The user account with the anomalously high usage hasn't run any jobs in the last
year (that I'm interested in), so I deleted all jobs by that user.
So that includes all jobs with that id_user, id_group, and any of their
associations:
mysql> select user,partition,acct,id_assoc from <cluster>_assoc_table where
user="JoeUser";
+---------+-----------+-----------+----------+
| user | partition | acct | id_assoc |
+---------+-----------+-----------+----------+
| JoeUser | high | avgrp | 91 |
| JoeUser | lo | avgrp | 89 |
| JoeUser | low | avgrp | 271 |
| JoeUser | med | avgrp | 90 |
+---------+-----------+-----------+----------+
I found some with id_user=0 or id_group=0 as well, we don't run jobs as root so
I nuked those as well.
Then I set the last_ran table to jan 1st 2015:
update <cluster>_last_ran_table set hourly_rollup=UNIX_TIMESTAMP('2015-01-01
00:00:00'),daily_rollup=UNIX_TIMESTAMP('2015-01-01
00:00:00'),monthly_rollup=UNIX_TIMESTAMP('2015-01-01 00:00:00');
Nothing happened, so I restarted slurmdbd daemon, and it ran at 100% for an hour
or so rebuilding the tables.
Unfortunately sreport still shows super high numbers for root and the user in
question, even for time periods in the last year.
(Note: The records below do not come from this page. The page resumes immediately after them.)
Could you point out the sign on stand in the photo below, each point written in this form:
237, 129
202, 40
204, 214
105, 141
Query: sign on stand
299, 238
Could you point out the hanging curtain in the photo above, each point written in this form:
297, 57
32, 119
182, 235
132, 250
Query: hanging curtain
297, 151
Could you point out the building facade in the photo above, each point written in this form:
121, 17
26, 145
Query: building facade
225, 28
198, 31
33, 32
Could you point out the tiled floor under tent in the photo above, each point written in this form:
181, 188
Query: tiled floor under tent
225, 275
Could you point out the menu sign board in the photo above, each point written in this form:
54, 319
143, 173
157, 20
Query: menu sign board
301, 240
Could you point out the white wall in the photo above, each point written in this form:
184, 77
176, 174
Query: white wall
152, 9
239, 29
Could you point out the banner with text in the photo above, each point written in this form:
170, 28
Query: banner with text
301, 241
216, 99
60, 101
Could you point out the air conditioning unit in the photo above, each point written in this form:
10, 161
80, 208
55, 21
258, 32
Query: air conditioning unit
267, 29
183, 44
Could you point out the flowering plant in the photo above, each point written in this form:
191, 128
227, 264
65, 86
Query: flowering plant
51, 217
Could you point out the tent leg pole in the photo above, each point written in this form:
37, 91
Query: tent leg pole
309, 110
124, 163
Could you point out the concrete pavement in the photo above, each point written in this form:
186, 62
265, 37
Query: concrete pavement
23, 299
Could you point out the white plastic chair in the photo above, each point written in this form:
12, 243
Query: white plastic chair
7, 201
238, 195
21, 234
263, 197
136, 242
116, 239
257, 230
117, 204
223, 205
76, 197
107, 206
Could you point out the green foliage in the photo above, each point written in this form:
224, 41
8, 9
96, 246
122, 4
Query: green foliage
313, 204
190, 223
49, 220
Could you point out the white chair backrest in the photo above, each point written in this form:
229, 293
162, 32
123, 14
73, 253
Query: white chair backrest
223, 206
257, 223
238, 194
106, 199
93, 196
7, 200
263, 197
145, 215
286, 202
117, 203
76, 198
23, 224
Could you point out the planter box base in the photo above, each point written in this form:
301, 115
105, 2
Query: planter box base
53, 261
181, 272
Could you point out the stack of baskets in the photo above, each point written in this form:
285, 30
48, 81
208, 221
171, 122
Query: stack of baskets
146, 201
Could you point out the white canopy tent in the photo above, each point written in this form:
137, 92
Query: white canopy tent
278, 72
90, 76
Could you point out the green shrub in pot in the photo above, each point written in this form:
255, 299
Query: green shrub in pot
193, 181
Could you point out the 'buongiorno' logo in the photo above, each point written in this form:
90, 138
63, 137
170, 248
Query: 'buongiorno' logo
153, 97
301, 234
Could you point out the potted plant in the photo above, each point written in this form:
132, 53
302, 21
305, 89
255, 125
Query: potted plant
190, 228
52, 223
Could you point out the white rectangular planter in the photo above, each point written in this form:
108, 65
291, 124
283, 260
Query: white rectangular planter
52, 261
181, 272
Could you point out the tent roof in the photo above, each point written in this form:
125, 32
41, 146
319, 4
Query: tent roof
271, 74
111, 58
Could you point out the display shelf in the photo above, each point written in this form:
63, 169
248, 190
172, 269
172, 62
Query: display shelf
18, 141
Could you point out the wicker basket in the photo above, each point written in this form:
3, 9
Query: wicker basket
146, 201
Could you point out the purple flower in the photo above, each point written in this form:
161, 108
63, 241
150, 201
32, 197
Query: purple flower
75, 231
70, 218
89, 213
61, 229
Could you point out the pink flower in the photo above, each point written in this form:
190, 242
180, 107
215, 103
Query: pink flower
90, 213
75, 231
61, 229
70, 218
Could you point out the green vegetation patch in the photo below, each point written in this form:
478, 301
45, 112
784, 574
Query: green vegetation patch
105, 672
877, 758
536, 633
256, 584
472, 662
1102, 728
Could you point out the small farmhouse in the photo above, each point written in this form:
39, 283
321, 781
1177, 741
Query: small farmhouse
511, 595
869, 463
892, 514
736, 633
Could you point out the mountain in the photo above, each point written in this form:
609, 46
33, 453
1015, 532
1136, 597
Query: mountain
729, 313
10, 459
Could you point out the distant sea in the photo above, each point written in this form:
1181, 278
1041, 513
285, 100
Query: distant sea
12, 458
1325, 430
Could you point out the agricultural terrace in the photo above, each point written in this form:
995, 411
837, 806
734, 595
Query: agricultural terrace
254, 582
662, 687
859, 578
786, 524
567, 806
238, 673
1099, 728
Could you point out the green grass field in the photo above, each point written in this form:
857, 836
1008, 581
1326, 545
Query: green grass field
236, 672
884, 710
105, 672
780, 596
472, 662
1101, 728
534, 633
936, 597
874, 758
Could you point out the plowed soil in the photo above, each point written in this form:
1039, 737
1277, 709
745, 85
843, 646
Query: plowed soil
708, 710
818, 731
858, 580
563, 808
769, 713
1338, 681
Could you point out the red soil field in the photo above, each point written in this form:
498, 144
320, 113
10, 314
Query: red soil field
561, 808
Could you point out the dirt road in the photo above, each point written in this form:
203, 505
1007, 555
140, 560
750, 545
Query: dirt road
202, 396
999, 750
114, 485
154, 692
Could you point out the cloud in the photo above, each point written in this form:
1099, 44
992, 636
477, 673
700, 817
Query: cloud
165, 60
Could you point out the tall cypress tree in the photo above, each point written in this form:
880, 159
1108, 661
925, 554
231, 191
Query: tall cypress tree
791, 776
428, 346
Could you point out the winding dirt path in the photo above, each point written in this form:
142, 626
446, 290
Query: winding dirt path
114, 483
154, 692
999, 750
ro...@nas-7-0.MyCluster:~# sreport cluster AccountUtilizationByUser
Start=2017-01-01 End=2018-01-01 -t percent
Cluster/Account/User Utilization 2017-01-01T00:00:00 - 2017-10-30T16:59:59
(26150400 secs)
Use reported in Percentage of Total
--------------------------------------------------------------------------------
Cluster Account Login Proper Name Used Energy
--------- --------------- --------- --------------- ------------- --------
MyCluster root 3762.30% 0.00%
MyCluster root root root 0.00% 0.00%
MyCluster avgrp 3643.77% 0.00%
MyCluster avgrp JoeUser Joe User 3388.96% 0.00%
MyCluster avgrp JoeUser Joe User 254.76% 0.00%
Any idea what to look for? Or any other way to rebuild the accounting data for
the last year?
I ran
lost.pl and found nothing there either.